La ricerca sottolinea che, a fronte dei 19 conflitti armati «di rilievo», come li definisce una stringente categoria tecnica Algeria, Burundi, Colombia, Filippine, India, Indonesia, Iraq, Israele-Palestina, Russia (Cecenia), Sudan, ecc. si registrano violenze su ampia scala e un numero altissimo di vittime in molti altri paesi come Afghanistan, Rep. Dem. del Congo, Kenya, Nigeria, Pakistan. Il numero dei conflitti effettivi è dunque notevolmente più alto.
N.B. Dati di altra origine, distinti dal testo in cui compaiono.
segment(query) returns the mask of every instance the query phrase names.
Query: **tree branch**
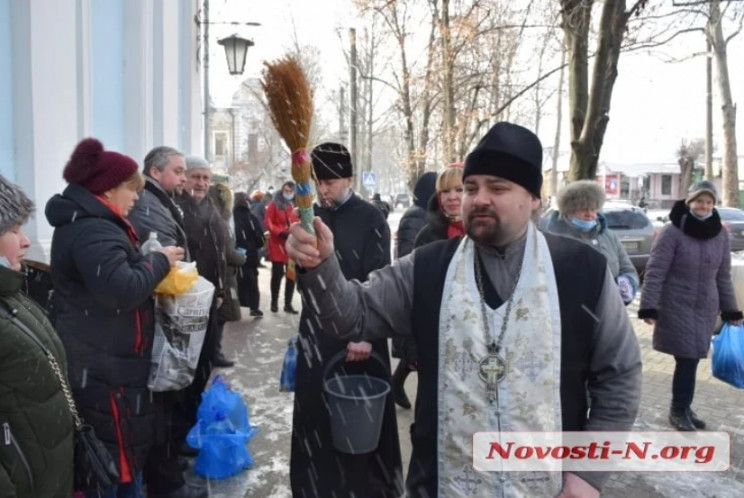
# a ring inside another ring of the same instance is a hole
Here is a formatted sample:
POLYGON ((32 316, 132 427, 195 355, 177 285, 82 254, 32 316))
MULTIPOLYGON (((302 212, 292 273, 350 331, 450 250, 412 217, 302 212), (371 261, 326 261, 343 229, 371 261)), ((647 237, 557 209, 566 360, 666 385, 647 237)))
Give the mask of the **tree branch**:
POLYGON ((646 49, 649 49, 649 48, 659 47, 661 45, 666 45, 667 43, 669 43, 670 41, 674 40, 675 38, 677 38, 680 35, 684 35, 684 34, 687 34, 687 33, 695 33, 695 32, 704 33, 705 30, 703 28, 687 28, 687 29, 682 29, 682 30, 677 31, 676 33, 674 33, 673 35, 669 36, 668 38, 666 38, 666 39, 664 39, 662 41, 654 42, 654 43, 641 43, 641 44, 638 44, 638 45, 626 46, 623 51, 624 52, 635 52, 635 51, 638 51, 638 50, 646 50, 646 49))
POLYGON ((744 15, 739 16, 739 27, 736 29, 736 31, 734 31, 733 33, 731 33, 730 35, 726 37, 726 39, 723 42, 724 45, 728 45, 728 43, 731 40, 736 38, 739 35, 739 33, 741 33, 742 24, 744 24, 744 15))
POLYGON ((542 82, 543 80, 545 80, 545 79, 549 78, 550 76, 554 75, 555 73, 557 73, 558 71, 560 71, 562 67, 566 67, 567 65, 568 64, 563 64, 562 66, 558 66, 556 68, 553 68, 550 71, 548 71, 547 73, 543 74, 538 79, 536 79, 535 81, 533 81, 532 83, 530 83, 529 85, 527 85, 526 87, 522 88, 520 91, 518 91, 517 93, 515 93, 514 95, 512 95, 511 97, 509 97, 506 100, 506 102, 504 102, 503 104, 501 104, 501 106, 498 109, 496 109, 496 111, 494 111, 493 113, 491 113, 491 115, 489 117, 490 118, 495 118, 496 116, 498 116, 499 114, 501 114, 502 112, 504 112, 504 110, 507 107, 509 107, 519 97, 521 97, 522 95, 524 95, 528 91, 532 90, 540 82, 542 82))

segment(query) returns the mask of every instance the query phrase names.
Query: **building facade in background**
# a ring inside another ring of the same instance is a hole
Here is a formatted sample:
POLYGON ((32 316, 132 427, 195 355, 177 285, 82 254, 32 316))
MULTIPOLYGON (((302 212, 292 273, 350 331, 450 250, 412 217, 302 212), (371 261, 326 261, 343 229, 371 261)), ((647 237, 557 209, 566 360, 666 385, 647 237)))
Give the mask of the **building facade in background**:
POLYGON ((0 0, 0 172, 37 204, 30 259, 48 260, 46 201, 82 138, 135 158, 202 152, 198 0, 0 0))

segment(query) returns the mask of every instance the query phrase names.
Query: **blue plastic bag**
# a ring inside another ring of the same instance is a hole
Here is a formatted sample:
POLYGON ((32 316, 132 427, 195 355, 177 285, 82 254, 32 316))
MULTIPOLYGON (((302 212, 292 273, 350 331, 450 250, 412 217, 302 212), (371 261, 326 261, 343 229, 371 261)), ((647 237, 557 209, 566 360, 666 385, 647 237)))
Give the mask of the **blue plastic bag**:
POLYGON ((279 377, 279 390, 281 392, 294 392, 297 382, 297 335, 293 335, 287 341, 287 352, 284 353, 284 364, 282 374, 279 377))
POLYGON ((711 342, 713 377, 744 389, 744 327, 726 322, 711 342))
POLYGON ((197 422, 186 436, 199 449, 194 471, 211 479, 225 479, 253 465, 248 441, 258 432, 248 419, 243 397, 232 391, 221 375, 202 394, 197 422))

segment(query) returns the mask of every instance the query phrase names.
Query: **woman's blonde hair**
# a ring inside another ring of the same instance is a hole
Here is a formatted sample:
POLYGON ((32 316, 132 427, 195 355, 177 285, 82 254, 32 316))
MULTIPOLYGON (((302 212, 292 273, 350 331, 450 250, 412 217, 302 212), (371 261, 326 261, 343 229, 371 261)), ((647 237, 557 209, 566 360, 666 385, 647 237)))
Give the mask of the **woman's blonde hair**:
POLYGON ((130 189, 139 192, 143 188, 145 188, 145 177, 142 176, 142 173, 139 171, 135 171, 132 173, 132 176, 121 182, 123 185, 126 185, 130 189))
POLYGON ((437 192, 462 186, 462 168, 450 166, 437 175, 437 192))

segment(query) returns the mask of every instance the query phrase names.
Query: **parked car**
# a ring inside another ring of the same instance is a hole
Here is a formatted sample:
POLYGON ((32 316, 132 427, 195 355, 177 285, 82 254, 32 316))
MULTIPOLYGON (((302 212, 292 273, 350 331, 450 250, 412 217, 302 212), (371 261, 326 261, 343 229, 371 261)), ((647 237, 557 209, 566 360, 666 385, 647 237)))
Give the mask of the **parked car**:
POLYGON ((737 208, 717 207, 721 223, 729 233, 731 251, 744 251, 744 211, 737 208))
POLYGON ((635 206, 605 206, 607 227, 615 232, 638 275, 646 269, 656 230, 642 209, 635 206))
POLYGON ((395 207, 402 207, 403 209, 411 206, 411 196, 408 194, 398 194, 395 196, 395 207))
MULTIPOLYGON (((543 222, 548 220, 553 211, 549 209, 542 216, 543 222)), ((657 234, 651 220, 641 208, 610 201, 605 203, 602 214, 607 220, 607 227, 620 239, 638 275, 643 278, 643 271, 646 269, 651 246, 657 234)))

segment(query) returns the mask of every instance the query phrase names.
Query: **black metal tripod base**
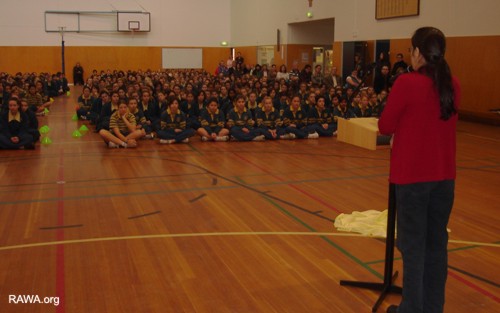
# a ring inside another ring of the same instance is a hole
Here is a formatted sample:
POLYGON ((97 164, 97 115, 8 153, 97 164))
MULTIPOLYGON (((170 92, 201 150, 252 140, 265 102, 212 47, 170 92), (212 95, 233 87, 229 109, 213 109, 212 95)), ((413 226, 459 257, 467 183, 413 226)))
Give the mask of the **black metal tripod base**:
POLYGON ((372 312, 377 312, 378 308, 380 307, 380 305, 384 301, 385 297, 389 293, 401 294, 401 292, 403 291, 403 288, 393 285, 393 283, 397 277, 398 277, 398 272, 396 271, 396 272, 394 272, 394 275, 392 275, 392 279, 390 280, 390 282, 369 283, 369 282, 362 282, 362 281, 341 280, 340 285, 381 291, 381 294, 378 297, 377 302, 375 302, 375 305, 373 305, 373 307, 372 307, 372 312))

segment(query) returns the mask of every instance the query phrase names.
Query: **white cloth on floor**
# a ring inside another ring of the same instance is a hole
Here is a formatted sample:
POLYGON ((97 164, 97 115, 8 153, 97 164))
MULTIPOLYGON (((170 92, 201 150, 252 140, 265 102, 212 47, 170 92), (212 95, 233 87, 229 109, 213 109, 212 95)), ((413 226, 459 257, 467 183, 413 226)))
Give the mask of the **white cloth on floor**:
POLYGON ((387 236, 387 210, 354 211, 351 214, 340 214, 335 219, 338 231, 360 233, 370 237, 387 236))

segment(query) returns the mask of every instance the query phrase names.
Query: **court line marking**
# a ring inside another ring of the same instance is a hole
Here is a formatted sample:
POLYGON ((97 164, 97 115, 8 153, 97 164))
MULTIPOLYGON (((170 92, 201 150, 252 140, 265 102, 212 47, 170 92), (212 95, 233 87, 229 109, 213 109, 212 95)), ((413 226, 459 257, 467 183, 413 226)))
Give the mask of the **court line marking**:
MULTIPOLYGON (((77 243, 91 243, 91 242, 104 242, 104 241, 120 241, 120 240, 133 240, 133 239, 158 239, 158 238, 190 238, 190 237, 230 237, 230 236, 328 236, 328 237, 360 237, 360 238, 378 238, 365 236, 361 234, 351 233, 319 233, 319 232, 214 232, 214 233, 181 233, 181 234, 156 234, 156 235, 140 235, 140 236, 116 236, 116 237, 98 237, 87 239, 75 240, 58 240, 38 243, 28 243, 21 245, 12 245, 0 247, 0 251, 47 247, 77 243)), ((475 245, 481 247, 500 248, 498 243, 487 242, 473 242, 463 240, 449 240, 449 243, 457 243, 464 245, 475 245)))

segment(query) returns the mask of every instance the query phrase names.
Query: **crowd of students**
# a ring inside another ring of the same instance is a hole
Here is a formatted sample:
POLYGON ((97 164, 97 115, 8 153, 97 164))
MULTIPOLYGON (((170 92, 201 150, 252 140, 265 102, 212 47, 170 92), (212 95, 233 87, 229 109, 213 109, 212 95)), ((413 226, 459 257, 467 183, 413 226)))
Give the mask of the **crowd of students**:
MULTIPOLYGON (((343 86, 340 78, 331 75, 320 79, 316 70, 306 66, 287 72, 284 65, 269 74, 263 74, 262 67, 216 74, 94 70, 83 89, 78 89, 82 93, 76 114, 94 125, 110 148, 136 147, 144 138, 158 138, 162 144, 187 143, 196 134, 202 141, 332 137, 338 118, 380 115, 386 89, 376 94, 371 86, 343 86)), ((50 107, 51 97, 68 90, 67 80, 60 74, 34 73, 2 74, 0 78, 0 148, 32 148, 39 138, 36 115, 50 107), (26 105, 21 106, 23 102, 26 105), (22 127, 13 125, 13 121, 24 125, 31 120, 22 127), (21 133, 23 139, 27 138, 24 134, 32 134, 32 140, 11 140, 13 134, 21 133)))

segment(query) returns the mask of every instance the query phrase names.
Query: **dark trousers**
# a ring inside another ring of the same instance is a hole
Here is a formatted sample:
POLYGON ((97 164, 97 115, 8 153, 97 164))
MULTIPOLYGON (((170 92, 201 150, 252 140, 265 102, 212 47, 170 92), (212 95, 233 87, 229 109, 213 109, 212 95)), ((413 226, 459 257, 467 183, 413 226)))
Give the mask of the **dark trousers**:
POLYGON ((397 245, 403 256, 398 313, 442 313, 454 180, 396 185, 397 245))
POLYGON ((321 137, 332 137, 333 132, 336 131, 336 127, 334 125, 329 124, 327 129, 324 129, 320 124, 312 124, 307 126, 307 131, 309 133, 317 132, 321 137))
POLYGON ((0 149, 19 149, 33 144, 33 136, 29 133, 19 134, 17 137, 19 137, 19 142, 13 143, 9 136, 0 134, 0 149))
POLYGON ((299 129, 297 127, 290 127, 290 126, 287 126, 284 128, 284 133, 285 134, 294 134, 297 139, 304 139, 309 134, 307 132, 307 130, 305 129, 305 127, 299 129))
POLYGON ((233 126, 231 127, 231 136, 239 141, 251 141, 259 135, 264 135, 264 131, 260 128, 249 128, 250 132, 245 133, 243 127, 233 126))
POLYGON ((186 138, 193 137, 196 134, 194 129, 187 128, 183 131, 176 133, 173 129, 164 129, 158 131, 158 138, 160 139, 174 139, 175 142, 181 142, 186 138))

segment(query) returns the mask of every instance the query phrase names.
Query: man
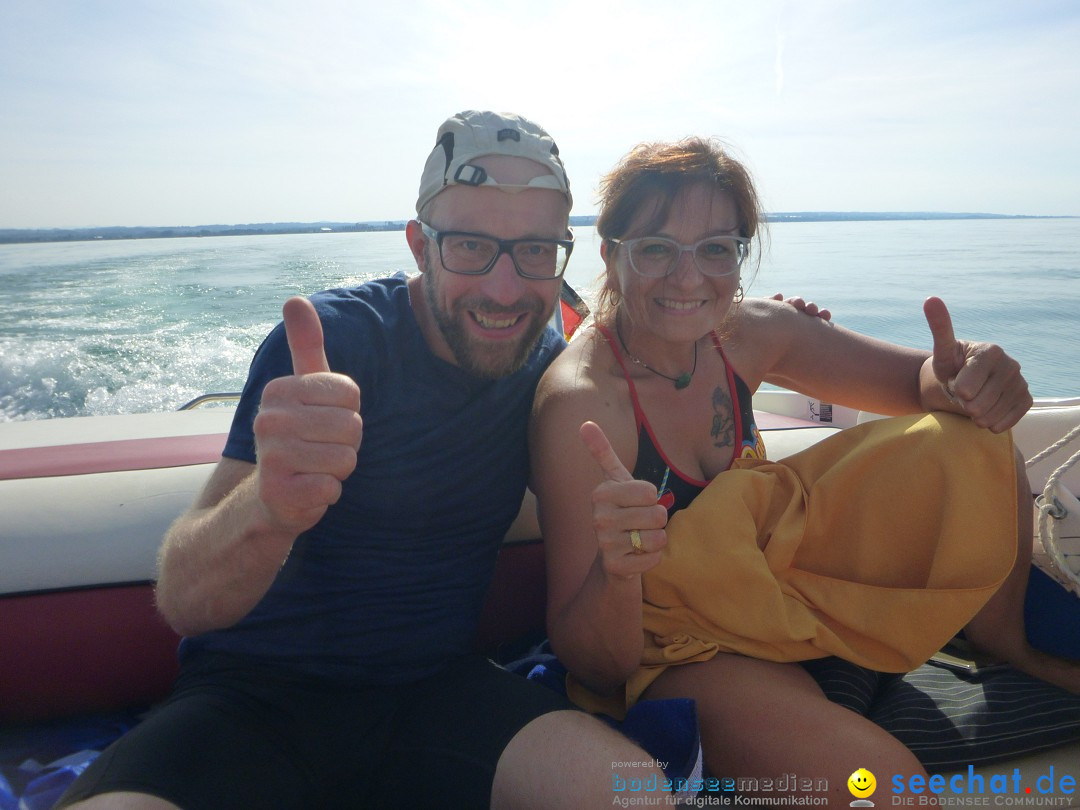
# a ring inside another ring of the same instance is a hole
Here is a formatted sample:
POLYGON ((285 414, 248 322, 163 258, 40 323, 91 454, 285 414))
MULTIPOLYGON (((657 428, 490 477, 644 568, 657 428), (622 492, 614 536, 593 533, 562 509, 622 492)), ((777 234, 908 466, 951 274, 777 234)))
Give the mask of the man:
POLYGON ((612 762, 654 775, 471 651, 563 345, 546 324, 571 204, 540 127, 461 113, 406 229, 420 275, 286 303, 162 546, 174 693, 62 805, 610 806, 612 762))

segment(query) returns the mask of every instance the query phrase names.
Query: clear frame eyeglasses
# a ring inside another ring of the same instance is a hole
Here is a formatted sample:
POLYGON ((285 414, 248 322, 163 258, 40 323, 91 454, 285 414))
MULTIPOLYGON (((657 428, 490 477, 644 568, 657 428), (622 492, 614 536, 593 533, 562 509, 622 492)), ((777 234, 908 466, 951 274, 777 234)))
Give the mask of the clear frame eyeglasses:
POLYGON ((666 236, 611 241, 626 248, 630 267, 647 278, 670 275, 685 252, 694 257, 694 265, 703 276, 714 278, 739 272, 750 255, 750 240, 743 236, 706 236, 692 245, 681 245, 666 236))
POLYGON ((465 276, 484 275, 500 256, 509 253, 522 278, 552 281, 562 277, 574 251, 573 231, 569 239, 496 239, 467 231, 437 231, 424 222, 420 229, 439 246, 442 266, 465 276))

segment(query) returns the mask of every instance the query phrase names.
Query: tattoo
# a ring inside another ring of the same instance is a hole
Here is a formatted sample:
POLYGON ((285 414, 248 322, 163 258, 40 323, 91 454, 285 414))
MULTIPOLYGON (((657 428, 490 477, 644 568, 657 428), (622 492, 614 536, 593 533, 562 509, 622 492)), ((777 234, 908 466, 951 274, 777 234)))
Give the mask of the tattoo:
POLYGON ((718 385, 712 396, 712 429, 715 447, 735 446, 735 414, 731 408, 731 397, 724 386, 718 385))

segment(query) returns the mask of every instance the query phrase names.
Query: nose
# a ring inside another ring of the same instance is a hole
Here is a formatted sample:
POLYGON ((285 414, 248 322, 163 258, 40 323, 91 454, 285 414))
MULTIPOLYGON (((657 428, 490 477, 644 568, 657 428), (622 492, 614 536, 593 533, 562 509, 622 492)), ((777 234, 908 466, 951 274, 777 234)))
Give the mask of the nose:
POLYGON ((484 274, 483 291, 492 301, 510 306, 525 294, 525 279, 518 275, 510 252, 504 250, 495 260, 495 266, 484 274))
POLYGON ((668 281, 681 286, 692 287, 700 281, 701 272, 694 259, 692 248, 682 248, 675 257, 675 266, 668 273, 668 281))

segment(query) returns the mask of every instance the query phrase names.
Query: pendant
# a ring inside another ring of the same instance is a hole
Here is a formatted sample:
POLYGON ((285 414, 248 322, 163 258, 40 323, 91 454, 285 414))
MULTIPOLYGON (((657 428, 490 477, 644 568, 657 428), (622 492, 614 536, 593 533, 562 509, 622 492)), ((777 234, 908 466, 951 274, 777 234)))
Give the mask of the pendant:
POLYGON ((680 374, 675 379, 675 390, 676 391, 681 391, 682 389, 686 388, 686 386, 690 385, 690 380, 691 380, 690 372, 689 371, 683 372, 682 374, 680 374))

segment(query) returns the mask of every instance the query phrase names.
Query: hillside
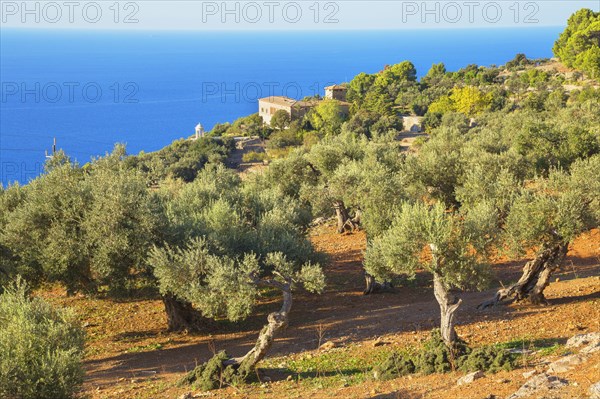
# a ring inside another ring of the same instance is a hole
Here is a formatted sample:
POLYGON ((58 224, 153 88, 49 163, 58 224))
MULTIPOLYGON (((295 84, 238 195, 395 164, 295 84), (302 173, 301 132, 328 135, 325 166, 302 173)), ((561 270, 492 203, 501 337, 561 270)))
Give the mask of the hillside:
MULTIPOLYGON (((494 337, 494 342, 541 350, 543 355, 524 356, 516 370, 490 374, 468 386, 455 385, 464 374, 459 372, 373 381, 369 370, 374 359, 391 348, 419 345, 436 325, 439 310, 428 288, 431 283, 418 276, 415 283, 394 292, 363 296, 364 234, 340 237, 332 226, 321 226, 313 230, 311 240, 330 256, 325 267, 329 286, 321 296, 303 294, 297 299, 289 328, 261 365, 263 380, 271 382, 199 397, 504 397, 525 381, 524 372, 541 369, 543 362, 565 353, 568 338, 600 330, 600 231, 594 230, 570 248, 567 266, 547 290, 550 306, 513 304, 473 312, 493 290, 463 296, 458 333, 470 344, 482 345, 494 337), (335 348, 315 350, 319 339, 335 343, 335 348), (293 381, 288 380, 290 375, 293 381)), ((515 279, 522 263, 497 263, 496 274, 502 281, 515 279)), ((65 298, 58 288, 40 295, 75 308, 84 322, 88 334, 85 393, 92 398, 175 398, 189 391, 176 386, 181 372, 206 361, 213 350, 243 353, 253 344, 265 312, 273 307, 272 299, 263 298, 256 316, 235 328, 192 335, 165 333, 163 305, 157 300, 65 298)), ((552 397, 585 397, 591 381, 597 379, 599 356, 596 353, 577 372, 561 375, 570 385, 552 397)))
POLYGON ((597 18, 566 66, 402 61, 157 152, 53 152, 0 187, 0 397, 600 391, 597 18))

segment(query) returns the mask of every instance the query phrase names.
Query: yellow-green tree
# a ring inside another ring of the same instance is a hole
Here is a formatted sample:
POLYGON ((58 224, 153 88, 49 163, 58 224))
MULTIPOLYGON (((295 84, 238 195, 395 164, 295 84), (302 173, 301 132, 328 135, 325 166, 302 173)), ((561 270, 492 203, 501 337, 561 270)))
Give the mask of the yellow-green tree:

È parte della ricerca il sondaggio effettuato da SWG. Arrivano da lì le note più positive. Riguardano le risposte che il campione rappresentativo di italiani ha fornito: la guerra è un elemento evitabile (76%) e non esistono «guerre giuste» (78%). Inoltre, tra le voci che più spesso si alzano in queste situazioni di crisi contro la guerra e contro l’ingiustizia, la maggioranza degli intervistati, il 42%, ha indicato il Papa e la Chiesa Cattolica, con 5 punti percentuali in più rispetto al 2001. L’80% sostiene poi che il ruolo dell’Onu dovrebbe essere potenziato, mentre il 91% ritiene che non ci siano Paesi al sicuro da attacchi terroristici.